Rhode Island landowners and businesses should be on notice that, over the summer (on July 15, 2019), the Rhode Island General Assembly amended the comparative negligence statute in this State, the effect of which offers greater legal protection to injured parties in personal injury cases. See R.I. Gen. Laws § 9-20-4. As amended, the comparative negligence statute eliminates a defense once available to defendants in these types of cases: no longer is the “fact that the danger or defect was open and obvious” a complete bar to a plaintiff’s recovery in a personal injury case. Prior to the issuance of this amendment, to the extent a defendant could demonstrate that the injury at issue resulted from a danger that was deemed “open and obvious,” courts in this state could conclude that the defendant did not owe a duty of care to have protected and/or warned the injured plaintiff, even where the injury took place on defendant’s own property or on property controlled by the defendant. As a result, in those cases, a plaintiff was unable to recover any damages under a negligence theory of liability. The amendment changes that.

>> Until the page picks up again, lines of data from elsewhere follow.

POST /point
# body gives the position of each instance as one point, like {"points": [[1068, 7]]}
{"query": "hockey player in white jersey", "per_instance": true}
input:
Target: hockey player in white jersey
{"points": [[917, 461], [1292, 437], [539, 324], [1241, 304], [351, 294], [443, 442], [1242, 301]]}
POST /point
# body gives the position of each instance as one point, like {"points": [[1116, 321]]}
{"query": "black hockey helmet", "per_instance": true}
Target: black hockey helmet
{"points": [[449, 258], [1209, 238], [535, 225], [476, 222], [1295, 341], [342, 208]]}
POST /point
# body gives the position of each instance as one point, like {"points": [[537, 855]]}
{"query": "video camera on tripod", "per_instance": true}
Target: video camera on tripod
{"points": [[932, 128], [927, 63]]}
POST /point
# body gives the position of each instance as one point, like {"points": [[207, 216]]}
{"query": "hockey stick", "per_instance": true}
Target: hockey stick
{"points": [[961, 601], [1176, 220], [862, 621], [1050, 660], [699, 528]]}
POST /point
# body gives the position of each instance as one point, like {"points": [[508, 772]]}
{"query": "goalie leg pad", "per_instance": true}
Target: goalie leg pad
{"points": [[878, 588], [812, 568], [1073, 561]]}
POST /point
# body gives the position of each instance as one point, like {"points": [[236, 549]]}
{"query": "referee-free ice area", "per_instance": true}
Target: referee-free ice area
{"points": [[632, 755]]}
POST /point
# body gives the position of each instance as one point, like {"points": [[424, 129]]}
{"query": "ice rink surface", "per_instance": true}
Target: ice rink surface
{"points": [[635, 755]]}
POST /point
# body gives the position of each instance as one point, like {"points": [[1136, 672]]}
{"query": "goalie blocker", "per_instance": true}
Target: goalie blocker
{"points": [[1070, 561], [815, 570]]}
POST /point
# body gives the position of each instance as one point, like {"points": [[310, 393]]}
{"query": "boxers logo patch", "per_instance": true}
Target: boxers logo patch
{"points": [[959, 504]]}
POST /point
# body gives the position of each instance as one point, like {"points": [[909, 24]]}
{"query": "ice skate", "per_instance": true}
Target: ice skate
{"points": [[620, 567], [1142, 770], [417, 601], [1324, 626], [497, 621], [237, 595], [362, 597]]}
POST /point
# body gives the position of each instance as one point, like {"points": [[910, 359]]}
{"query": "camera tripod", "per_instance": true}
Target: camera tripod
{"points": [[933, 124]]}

However, the amendment does not overhaul well-settled negligence law in this state. To succeed on a negligence claim, an injured plaintiff still is required to prove by a preponderance of the evidence (i.e. that it is more likely than not) that the defendant owed a legal duty of care to the plaintiff and, if so, that the defendant’s conduct was the proximate cause of that injury. What has changed, however, is that the open and obvious nature of the danger or defect can no longer absolve a defendant of liability altogether. In that regard, a defendant can no longer successfully argue that it did not owe a duty of care to protect or warn an injured plaintiff in a case where the condition at issue was “open and obvious” to the plaintiff. However, although the fact that an open and obvious condition does not outright extinguish a legal duty otherwise running to the injured plaintiff, a jury must still decide how much fault should be apportioned to the defendant (and, in turn, how much must be borne by the plaintiff for his or her own negligence) relating to the injury.
We further note that the application of the amendment relating to “open and obvious” conditions applies prospectively only. That means it does not apply in cases involving injuries that occurred prior to July 15, 2019. Rather, the amendment applies only in cases involving injuries occurring after July 15, 2019. In Rhode Island, a plaintiff has up to three years from the date of an injury to file a complaint in Superior Court. Because of the applicable three years statute of limitations, cases involving injuries occurring after July 15, 2019 are not likely to be litigated for some time. Therefore, the actual legal impact of the statutory amendment remains to be seen.
In this regard, while it always should be the case that landowners and businesses operate with due regard as to foreseeable safety risks that may befall individuals on their premises, the amendment to the comparative negligence statute offers yet another good reason for landowners and businesses to re-assess their exposure. Indeed, a complete legal defense once available to defendants in personal injury cases has been eliminated under Rhode Island law.
Navigating premises liability law is not an easy task. It is always prudent to be in consultation with your lawyer to assess your potential exposure and minimize risks before injuries happen and the costs of litigation start to accrue.